Se debe recordar que desde niño fue un alumno brillante. Y podríamos identificarlo con ese niño pobre y buen estudiante que, aunque suele ser excepcional, siempre aparece en algún momento de nuestro paso por la escuela. Nunca dejará de ser un misterio comprender cómo un muchacho bajo estas circunstancias, que pasaba mucho de su tiempo en las calles de Argel expresándose en el burdo cagayous (el lenguaje vernáculo, mezcla de francés, español y árabe que hablan los argelinos), de padres analfabetos y que no tenía en casa ningún libro, se volviera con el tiempo uno de los prosistas más elegantes, más precisos y agudos de la lengua francesa. Pero el hombre es un misterio, y hay resortes que la Sociología, ventajosamente, no puede explicarse. Un toque de desdicha, sin embargo, siempre permitirá a un hombre conocerse mejor a sí mismo, y por ello tal vez modificar en parte su destino. Sin embargo, ese no fue el único factor decisivo en la vida de Camus, pues sería innegable no considerar el interés y la ayuda que recibiría de un maestro de la escuela, Louis Germain, que hizo todo lo posible para que Camus no dejara sus estudios. Este profesor, uno de esos seres sensibles, casi exiguos en la educación escolar, luego de ver en el joven Camus un talento y sensibilidad singulares, es la persona que se decide a hablar, al respecto, con su familia. Es evidente que sin la intervención de Louis Germain, que es a quien Camus dedica el discurso del premio Nobel en 1957, otra hubiese sido la suerte del escritor (seguramente habría terminado trabajando como obrero, igual que su hermano Lucien, en alguna de las industrias de la ciudad). Germain habla con la abuela de Camus, que era la mujer que tomaba las decisiones de la familia, y la convence de que lo deje ir al Instituto.

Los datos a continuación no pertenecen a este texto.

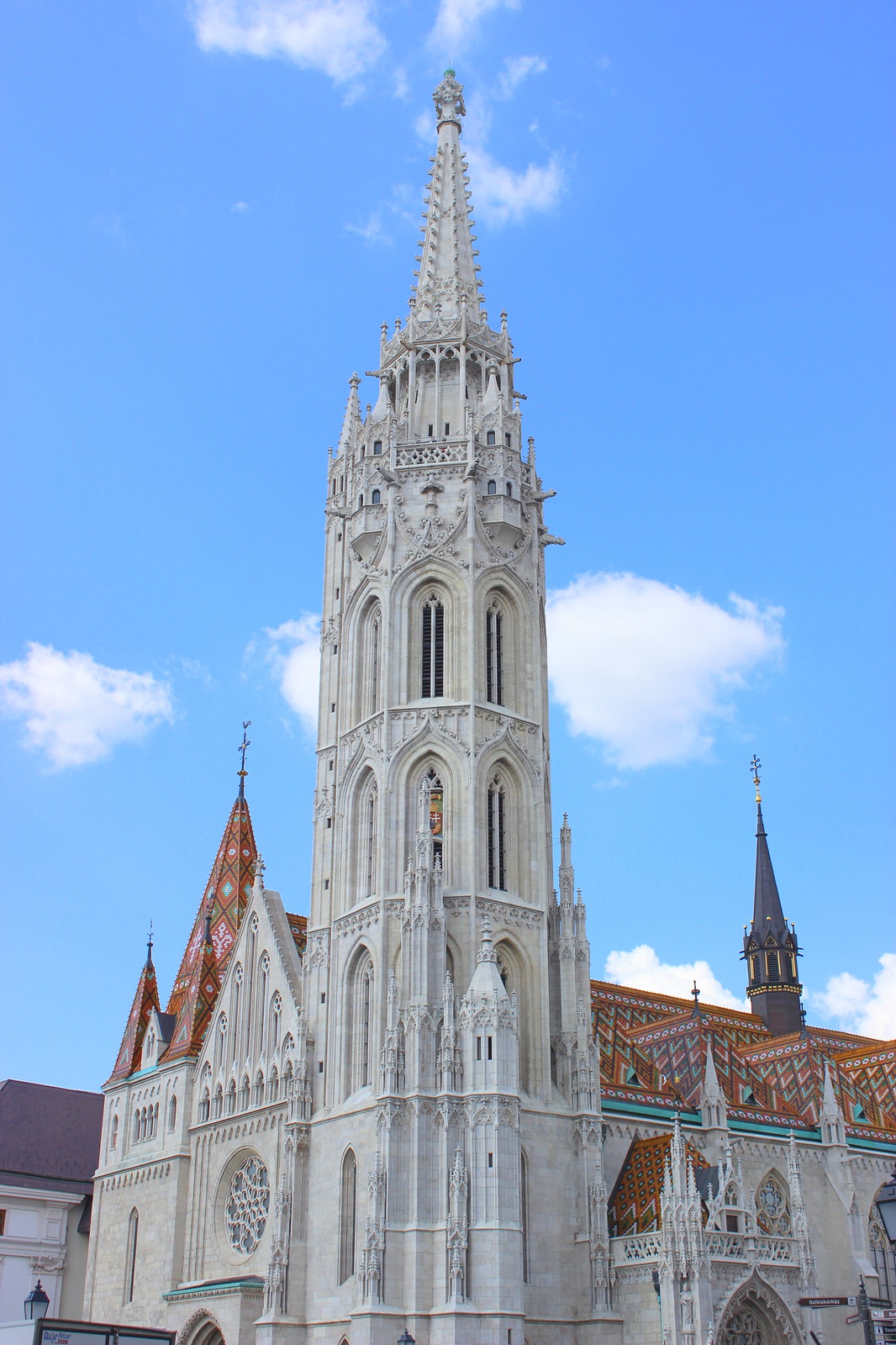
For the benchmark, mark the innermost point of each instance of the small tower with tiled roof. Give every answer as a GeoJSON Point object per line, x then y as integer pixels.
{"type": "Point", "coordinates": [770, 945]}
{"type": "Point", "coordinates": [145, 1002]}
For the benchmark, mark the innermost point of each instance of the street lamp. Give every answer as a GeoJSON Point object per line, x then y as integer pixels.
{"type": "Point", "coordinates": [887, 1208]}
{"type": "Point", "coordinates": [37, 1304]}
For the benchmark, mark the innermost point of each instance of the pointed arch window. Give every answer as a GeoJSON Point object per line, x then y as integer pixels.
{"type": "Point", "coordinates": [495, 838]}
{"type": "Point", "coordinates": [221, 1042]}
{"type": "Point", "coordinates": [432, 663]}
{"type": "Point", "coordinates": [347, 1216]}
{"type": "Point", "coordinates": [495, 656]}
{"type": "Point", "coordinates": [369, 876]}
{"type": "Point", "coordinates": [361, 1020]}
{"type": "Point", "coordinates": [524, 1212]}
{"type": "Point", "coordinates": [276, 1019]}
{"type": "Point", "coordinates": [772, 1208]}
{"type": "Point", "coordinates": [373, 661]}
{"type": "Point", "coordinates": [436, 815]}
{"type": "Point", "coordinates": [883, 1255]}
{"type": "Point", "coordinates": [131, 1255]}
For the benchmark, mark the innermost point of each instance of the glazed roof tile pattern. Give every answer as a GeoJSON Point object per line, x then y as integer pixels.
{"type": "Point", "coordinates": [145, 1002]}
{"type": "Point", "coordinates": [653, 1051]}
{"type": "Point", "coordinates": [634, 1203]}
{"type": "Point", "coordinates": [224, 901]}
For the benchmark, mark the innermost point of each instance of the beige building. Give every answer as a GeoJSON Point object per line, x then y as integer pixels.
{"type": "Point", "coordinates": [49, 1147]}
{"type": "Point", "coordinates": [416, 1110]}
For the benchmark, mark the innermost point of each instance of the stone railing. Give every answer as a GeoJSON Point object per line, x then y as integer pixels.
{"type": "Point", "coordinates": [743, 1247]}
{"type": "Point", "coordinates": [430, 455]}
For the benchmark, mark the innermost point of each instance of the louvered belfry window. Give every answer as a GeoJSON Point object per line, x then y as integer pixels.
{"type": "Point", "coordinates": [494, 657]}
{"type": "Point", "coordinates": [434, 649]}
{"type": "Point", "coordinates": [497, 874]}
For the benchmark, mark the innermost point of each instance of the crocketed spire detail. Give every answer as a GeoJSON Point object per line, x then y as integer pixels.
{"type": "Point", "coordinates": [145, 1002]}
{"type": "Point", "coordinates": [447, 276]}
{"type": "Point", "coordinates": [214, 934]}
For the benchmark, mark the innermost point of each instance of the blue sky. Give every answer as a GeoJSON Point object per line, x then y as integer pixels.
{"type": "Point", "coordinates": [688, 213]}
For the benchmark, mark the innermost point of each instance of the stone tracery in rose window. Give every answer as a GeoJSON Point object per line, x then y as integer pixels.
{"type": "Point", "coordinates": [246, 1207]}
{"type": "Point", "coordinates": [772, 1210]}
{"type": "Point", "coordinates": [741, 1328]}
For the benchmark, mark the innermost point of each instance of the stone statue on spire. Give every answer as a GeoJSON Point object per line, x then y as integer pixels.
{"type": "Point", "coordinates": [450, 100]}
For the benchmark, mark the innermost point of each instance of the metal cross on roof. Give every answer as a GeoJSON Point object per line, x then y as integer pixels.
{"type": "Point", "coordinates": [244, 746]}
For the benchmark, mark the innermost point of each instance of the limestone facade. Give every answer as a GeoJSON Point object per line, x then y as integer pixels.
{"type": "Point", "coordinates": [397, 1114]}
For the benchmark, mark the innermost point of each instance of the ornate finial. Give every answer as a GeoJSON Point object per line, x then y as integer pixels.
{"type": "Point", "coordinates": [242, 751]}
{"type": "Point", "coordinates": [450, 100]}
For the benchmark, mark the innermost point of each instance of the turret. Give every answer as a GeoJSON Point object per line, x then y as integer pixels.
{"type": "Point", "coordinates": [770, 946]}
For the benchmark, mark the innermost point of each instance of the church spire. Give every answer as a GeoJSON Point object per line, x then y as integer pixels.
{"type": "Point", "coordinates": [145, 1002]}
{"type": "Point", "coordinates": [770, 946]}
{"type": "Point", "coordinates": [214, 931]}
{"type": "Point", "coordinates": [447, 277]}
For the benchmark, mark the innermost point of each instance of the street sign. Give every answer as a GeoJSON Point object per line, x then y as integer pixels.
{"type": "Point", "coordinates": [828, 1302]}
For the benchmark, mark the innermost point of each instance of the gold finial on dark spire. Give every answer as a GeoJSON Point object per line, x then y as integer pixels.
{"type": "Point", "coordinates": [244, 746]}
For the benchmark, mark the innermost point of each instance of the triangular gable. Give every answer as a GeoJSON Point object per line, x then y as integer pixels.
{"type": "Point", "coordinates": [635, 1201]}
{"type": "Point", "coordinates": [221, 912]}
{"type": "Point", "coordinates": [145, 1002]}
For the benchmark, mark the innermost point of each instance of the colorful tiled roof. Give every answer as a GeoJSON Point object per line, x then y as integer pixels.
{"type": "Point", "coordinates": [653, 1052]}
{"type": "Point", "coordinates": [299, 930]}
{"type": "Point", "coordinates": [225, 899]}
{"type": "Point", "coordinates": [634, 1203]}
{"type": "Point", "coordinates": [145, 1001]}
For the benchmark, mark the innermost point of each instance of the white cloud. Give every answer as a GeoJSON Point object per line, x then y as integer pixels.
{"type": "Point", "coordinates": [515, 71]}
{"type": "Point", "coordinates": [642, 970]}
{"type": "Point", "coordinates": [336, 37]}
{"type": "Point", "coordinates": [858, 1006]}
{"type": "Point", "coordinates": [77, 710]}
{"type": "Point", "coordinates": [502, 195]}
{"type": "Point", "coordinates": [646, 669]}
{"type": "Point", "coordinates": [293, 652]}
{"type": "Point", "coordinates": [458, 22]}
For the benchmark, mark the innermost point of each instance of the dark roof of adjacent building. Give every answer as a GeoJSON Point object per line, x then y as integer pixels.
{"type": "Point", "coordinates": [49, 1137]}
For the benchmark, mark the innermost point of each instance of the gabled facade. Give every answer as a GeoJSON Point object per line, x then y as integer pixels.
{"type": "Point", "coordinates": [416, 1110]}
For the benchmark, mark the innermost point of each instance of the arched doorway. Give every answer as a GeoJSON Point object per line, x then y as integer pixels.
{"type": "Point", "coordinates": [755, 1315]}
{"type": "Point", "coordinates": [202, 1329]}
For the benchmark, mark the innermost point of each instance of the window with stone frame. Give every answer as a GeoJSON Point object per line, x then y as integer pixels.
{"type": "Point", "coordinates": [432, 656]}
{"type": "Point", "coordinates": [883, 1257]}
{"type": "Point", "coordinates": [772, 1208]}
{"type": "Point", "coordinates": [347, 1216]}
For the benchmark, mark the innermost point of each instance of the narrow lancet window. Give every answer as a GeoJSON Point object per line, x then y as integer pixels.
{"type": "Point", "coordinates": [495, 829]}
{"type": "Point", "coordinates": [494, 657]}
{"type": "Point", "coordinates": [434, 649]}
{"type": "Point", "coordinates": [347, 1216]}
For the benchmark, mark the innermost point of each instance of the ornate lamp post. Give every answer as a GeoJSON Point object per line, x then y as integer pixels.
{"type": "Point", "coordinates": [887, 1208]}
{"type": "Point", "coordinates": [37, 1304]}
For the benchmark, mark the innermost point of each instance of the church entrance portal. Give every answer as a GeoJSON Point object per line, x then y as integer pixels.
{"type": "Point", "coordinates": [756, 1316]}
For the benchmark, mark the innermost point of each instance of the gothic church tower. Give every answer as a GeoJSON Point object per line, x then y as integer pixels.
{"type": "Point", "coordinates": [447, 988]}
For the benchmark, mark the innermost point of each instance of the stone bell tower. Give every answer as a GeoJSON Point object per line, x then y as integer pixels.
{"type": "Point", "coordinates": [447, 988]}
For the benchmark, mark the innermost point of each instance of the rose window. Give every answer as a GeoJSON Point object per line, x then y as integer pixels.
{"type": "Point", "coordinates": [772, 1212]}
{"type": "Point", "coordinates": [246, 1207]}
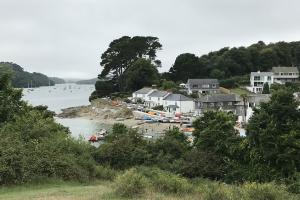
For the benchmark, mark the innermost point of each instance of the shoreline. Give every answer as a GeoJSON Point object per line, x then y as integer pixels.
{"type": "Point", "coordinates": [107, 114]}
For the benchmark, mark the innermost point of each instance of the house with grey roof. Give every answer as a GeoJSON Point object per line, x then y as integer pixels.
{"type": "Point", "coordinates": [142, 93]}
{"type": "Point", "coordinates": [202, 86]}
{"type": "Point", "coordinates": [285, 74]}
{"type": "Point", "coordinates": [225, 102]}
{"type": "Point", "coordinates": [178, 103]}
{"type": "Point", "coordinates": [155, 98]}
{"type": "Point", "coordinates": [258, 79]}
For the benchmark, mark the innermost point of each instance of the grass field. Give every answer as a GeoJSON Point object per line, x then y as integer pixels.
{"type": "Point", "coordinates": [57, 191]}
{"type": "Point", "coordinates": [205, 190]}
{"type": "Point", "coordinates": [72, 191]}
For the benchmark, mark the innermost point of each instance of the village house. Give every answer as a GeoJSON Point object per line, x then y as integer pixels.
{"type": "Point", "coordinates": [225, 102]}
{"type": "Point", "coordinates": [155, 98]}
{"type": "Point", "coordinates": [285, 74]}
{"type": "Point", "coordinates": [142, 94]}
{"type": "Point", "coordinates": [202, 86]}
{"type": "Point", "coordinates": [178, 103]}
{"type": "Point", "coordinates": [258, 79]}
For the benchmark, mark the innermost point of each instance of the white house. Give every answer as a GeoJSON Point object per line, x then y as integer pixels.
{"type": "Point", "coordinates": [178, 103]}
{"type": "Point", "coordinates": [142, 93]}
{"type": "Point", "coordinates": [202, 86]}
{"type": "Point", "coordinates": [285, 74]}
{"type": "Point", "coordinates": [155, 98]}
{"type": "Point", "coordinates": [258, 79]}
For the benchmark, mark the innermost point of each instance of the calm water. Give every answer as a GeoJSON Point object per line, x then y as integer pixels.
{"type": "Point", "coordinates": [63, 96]}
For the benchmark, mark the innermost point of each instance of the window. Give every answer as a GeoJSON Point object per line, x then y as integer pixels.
{"type": "Point", "coordinates": [256, 78]}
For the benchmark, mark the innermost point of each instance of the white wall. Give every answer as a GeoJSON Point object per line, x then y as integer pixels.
{"type": "Point", "coordinates": [184, 106]}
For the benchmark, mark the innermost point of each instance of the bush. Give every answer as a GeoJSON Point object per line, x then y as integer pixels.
{"type": "Point", "coordinates": [131, 184]}
{"type": "Point", "coordinates": [268, 191]}
{"type": "Point", "coordinates": [34, 146]}
{"type": "Point", "coordinates": [105, 173]}
{"type": "Point", "coordinates": [167, 182]}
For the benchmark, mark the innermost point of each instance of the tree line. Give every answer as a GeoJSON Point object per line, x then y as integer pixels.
{"type": "Point", "coordinates": [237, 61]}
{"type": "Point", "coordinates": [130, 63]}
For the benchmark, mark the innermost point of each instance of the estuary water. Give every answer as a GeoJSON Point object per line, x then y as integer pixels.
{"type": "Point", "coordinates": [63, 96]}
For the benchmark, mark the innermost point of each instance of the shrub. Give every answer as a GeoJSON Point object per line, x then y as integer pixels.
{"type": "Point", "coordinates": [268, 191]}
{"type": "Point", "coordinates": [167, 182]}
{"type": "Point", "coordinates": [131, 184]}
{"type": "Point", "coordinates": [105, 173]}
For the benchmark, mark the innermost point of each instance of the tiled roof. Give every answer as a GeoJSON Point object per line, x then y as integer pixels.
{"type": "Point", "coordinates": [261, 73]}
{"type": "Point", "coordinates": [220, 98]}
{"type": "Point", "coordinates": [158, 93]}
{"type": "Point", "coordinates": [177, 97]}
{"type": "Point", "coordinates": [202, 81]}
{"type": "Point", "coordinates": [285, 69]}
{"type": "Point", "coordinates": [144, 90]}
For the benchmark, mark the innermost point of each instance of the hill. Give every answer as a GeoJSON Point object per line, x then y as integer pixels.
{"type": "Point", "coordinates": [237, 61]}
{"type": "Point", "coordinates": [57, 80]}
{"type": "Point", "coordinates": [23, 79]}
{"type": "Point", "coordinates": [89, 81]}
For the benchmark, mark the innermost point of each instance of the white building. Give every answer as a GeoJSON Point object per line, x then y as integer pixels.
{"type": "Point", "coordinates": [142, 93]}
{"type": "Point", "coordinates": [155, 98]}
{"type": "Point", "coordinates": [178, 103]}
{"type": "Point", "coordinates": [285, 74]}
{"type": "Point", "coordinates": [258, 79]}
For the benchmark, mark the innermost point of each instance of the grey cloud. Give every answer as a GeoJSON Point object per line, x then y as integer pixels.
{"type": "Point", "coordinates": [66, 37]}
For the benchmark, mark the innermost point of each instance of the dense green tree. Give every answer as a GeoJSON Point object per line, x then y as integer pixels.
{"type": "Point", "coordinates": [231, 62]}
{"type": "Point", "coordinates": [123, 149]}
{"type": "Point", "coordinates": [142, 73]}
{"type": "Point", "coordinates": [184, 66]}
{"type": "Point", "coordinates": [10, 99]}
{"type": "Point", "coordinates": [215, 132]}
{"type": "Point", "coordinates": [218, 74]}
{"type": "Point", "coordinates": [273, 134]}
{"type": "Point", "coordinates": [123, 52]}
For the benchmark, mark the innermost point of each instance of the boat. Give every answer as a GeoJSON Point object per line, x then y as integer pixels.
{"type": "Point", "coordinates": [98, 136]}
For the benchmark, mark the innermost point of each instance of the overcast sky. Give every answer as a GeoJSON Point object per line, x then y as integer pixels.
{"type": "Point", "coordinates": [66, 38]}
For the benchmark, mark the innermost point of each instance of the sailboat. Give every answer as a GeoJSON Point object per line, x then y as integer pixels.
{"type": "Point", "coordinates": [30, 88]}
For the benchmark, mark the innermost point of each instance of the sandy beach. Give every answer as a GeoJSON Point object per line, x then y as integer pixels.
{"type": "Point", "coordinates": [104, 112]}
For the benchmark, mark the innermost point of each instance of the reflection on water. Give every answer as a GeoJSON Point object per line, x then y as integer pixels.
{"type": "Point", "coordinates": [63, 96]}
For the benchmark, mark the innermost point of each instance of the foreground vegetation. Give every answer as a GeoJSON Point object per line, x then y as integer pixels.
{"type": "Point", "coordinates": [218, 164]}
{"type": "Point", "coordinates": [146, 183]}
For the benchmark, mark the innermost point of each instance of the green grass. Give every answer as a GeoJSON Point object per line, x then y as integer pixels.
{"type": "Point", "coordinates": [201, 189]}
{"type": "Point", "coordinates": [56, 191]}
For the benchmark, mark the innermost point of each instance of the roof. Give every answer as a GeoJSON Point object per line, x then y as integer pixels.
{"type": "Point", "coordinates": [261, 73]}
{"type": "Point", "coordinates": [144, 90]}
{"type": "Point", "coordinates": [158, 93]}
{"type": "Point", "coordinates": [177, 97]}
{"type": "Point", "coordinates": [202, 81]}
{"type": "Point", "coordinates": [220, 98]}
{"type": "Point", "coordinates": [172, 106]}
{"type": "Point", "coordinates": [285, 69]}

Desde ese día, la suerte de Camus sería otra.
Un giro del destino
Saber permanecer solo, durante un año en una habitación enseña más al hombre que cien salones literarios.
Albert Camus, Carnets
Para ciertos escritores, la literatura es la única opción. Desterrados de los dones de la vida, derrotados por ella, ven en la escritura la posibilidad de desquitarse de ese mundo que pretende aplastarlos. Un Flaubert, un Baudelaire, un Sartre hicieron de sus fracasos existenciales sus éxitos literarios. Llevan el resentimiento en su corazón y ven en su arte la única posibilidad de volverlo soportable. Este no fue el caso de Camus, pues, en realidad, él nunca la buscó. A pesar de ser un gran alumno en la materia de Francés, el joven Camus no fue un ratón de biblioteca que se la pasó horas y horas leyendo. Es verdad que era un muchacho inteligente y de una imaginación rica, que se entusiasmó con algunos libros en la escuela, pero en realidad fue un niño entregado a la vida y sus bienes.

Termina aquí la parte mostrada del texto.